By Kate O'Keeffe 

SEOUL--South Korea Tuesday gave a consortium including Caesars Entertainment Corp. and Indonesian conglomerate Lippo Group preliminary approval to include casino gambling in a planned $805 million resort near Seoul's main international airport.

The project, planned to open in time for the 2018 Winter Olympics hosted by Korea, would be the Las Vegas giant's first casino in booming Asia and the first casino run by an international operator in Asia's fourth-largest economy.

The decision is a boon to Caesars, which has been dependent on sluggish gambling revenue growth in the U.S. while struggling under a mountain of debt taken on in a private-equity buyout in 2007. The company has been aggressively looking for opportunities to expand in Asia after failing to secure permission to build a casino in Macau, where U.S. rivals Las Vegas Sands Corp., MGM Resorts International and Wynn Resorts Ltd. are flourishing.

It is also a sign that South Korea has recommitted to its plan to use international companies to expand tourism in the country after initially rejecting casino license applications from both the Caesars consortium and Japanese pachinko magnate Kazuo Okada's Universal Entertainment Corp. in June . At that time the government said the applications didn't meet qualifications, throwing the plan to develop a new casino hub into disarray.

Steve Tight, Caesars' president of international development, said Korea changed its mind on the consortium's bid after the casino operator's standing improved with credit-rating firms and after the group increased the size of its initial investment in the project by committing to building a convention center in the first phase of development.
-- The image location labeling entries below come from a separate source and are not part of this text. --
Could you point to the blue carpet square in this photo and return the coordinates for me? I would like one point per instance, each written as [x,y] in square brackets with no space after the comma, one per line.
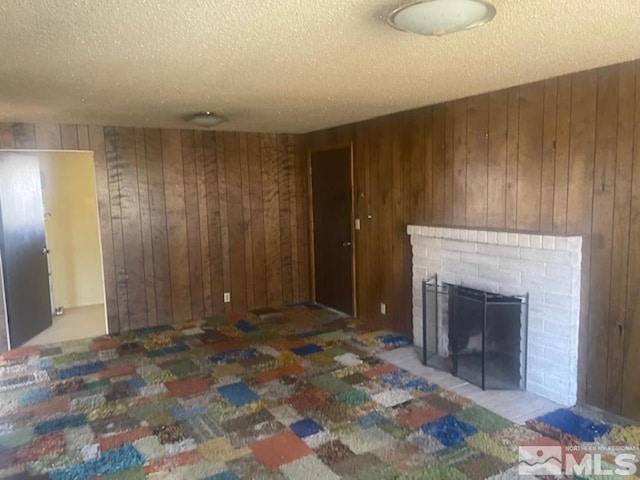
[307,349]
[228,475]
[245,326]
[234,356]
[394,340]
[448,430]
[70,421]
[81,370]
[109,462]
[38,395]
[238,394]
[371,420]
[580,427]
[305,428]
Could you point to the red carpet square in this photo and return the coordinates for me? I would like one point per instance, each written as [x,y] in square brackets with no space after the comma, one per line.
[280,449]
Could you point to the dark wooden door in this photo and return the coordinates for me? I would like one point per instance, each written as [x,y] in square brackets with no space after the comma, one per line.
[331,185]
[23,248]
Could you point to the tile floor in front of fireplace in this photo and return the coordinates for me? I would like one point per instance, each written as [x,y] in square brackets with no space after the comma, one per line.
[515,405]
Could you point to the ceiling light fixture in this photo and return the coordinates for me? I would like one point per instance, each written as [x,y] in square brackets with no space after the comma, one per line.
[441,17]
[207,119]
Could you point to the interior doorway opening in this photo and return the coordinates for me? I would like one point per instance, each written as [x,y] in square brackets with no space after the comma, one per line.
[73,248]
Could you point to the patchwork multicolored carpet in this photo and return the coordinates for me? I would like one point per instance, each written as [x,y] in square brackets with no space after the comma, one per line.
[290,393]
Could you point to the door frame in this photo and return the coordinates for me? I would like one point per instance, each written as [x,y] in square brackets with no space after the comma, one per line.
[310,152]
[5,344]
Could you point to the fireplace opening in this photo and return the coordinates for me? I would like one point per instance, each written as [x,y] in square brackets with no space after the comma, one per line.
[476,335]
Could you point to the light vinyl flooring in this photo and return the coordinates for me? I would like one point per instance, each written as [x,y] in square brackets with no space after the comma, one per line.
[515,405]
[74,324]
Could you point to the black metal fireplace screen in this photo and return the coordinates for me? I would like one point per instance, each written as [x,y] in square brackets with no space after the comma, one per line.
[478,336]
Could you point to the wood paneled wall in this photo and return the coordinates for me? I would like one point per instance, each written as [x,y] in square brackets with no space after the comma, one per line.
[186,215]
[557,156]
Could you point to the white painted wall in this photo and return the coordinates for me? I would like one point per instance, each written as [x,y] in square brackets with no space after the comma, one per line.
[72,229]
The resort will also include a luxury hotel and entertainment venues, the company said. Its location in Incheon, a port city near Seoul that Korea hopes to transform into a casino hub, is about 100 miles west of Pyeongchang, where the next Winter Olympics will be held.

Only foreigners will be allowed to gamble in the casino, which is the policy at all but one of Korea's 17 existing casino resorts. They generated a total of $2.5 billion in gambling revenue last year, estimates CLSA analyst Brian Lee.
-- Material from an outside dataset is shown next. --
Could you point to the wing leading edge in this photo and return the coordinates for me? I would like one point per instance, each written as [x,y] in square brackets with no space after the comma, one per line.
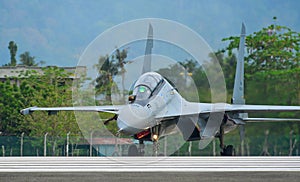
[110,109]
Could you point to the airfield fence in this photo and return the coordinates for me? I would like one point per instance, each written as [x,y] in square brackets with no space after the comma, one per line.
[273,145]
Caesars may be joined in Incheon by Korean casino operator Paradise Co. and Japanese videogame and pachinko machine maker Sega Sammy, who have also announced plans for a casino-resort in the city. Paradise has said it plans to transfer the casino license from one of its existing properties in Korea for use at the new development. Meanwhile Genting Singapore and Chinese property group Landing International Development Ltd. have said they plan to build a casino-resort on Jeju Island, located off the southernmost tip of the Korean peninsula. The group doesn't yet have a casino license.

Korea's change of heart on the Caesars project comes as optimism among casino executives grows that neighboring Japan could soon legalize casino gambling in the country, a decision that would increase competition in Asia's thriving gambling market. With Japan Prime Minister Shinzo Abe and his ruling Liberal Democratic Party expected to remain in power for years, gambling companies including Caesars and its Las Vegas rivals are trying to seize the opportunity with pitches for multibillion-dollar resorts.

The expansion of gambling in Korea is part of a surge in casino building across Asia, where the Chinese territory of Macau has become the world's largest gambling market, generating $45 billion in gambling revenue--or seven times that of the Las Vegas Strip--last year. Smaller hubs have also sprung up in Singapore and the Philippines, benefiting from the rise of wealthy gamblers in both mainland China and their home countries.

Bank of America Merrill Lynch analyst Billy Ng estimates that 20 new casinos will open in Asia over the next five years, increasing the total to about 100 to serve three billion people. Still, that would leave the region underdeveloped compared with the U.S., where Mr. Ng says roughly 1,000 gambling facilities serve just 300 million people.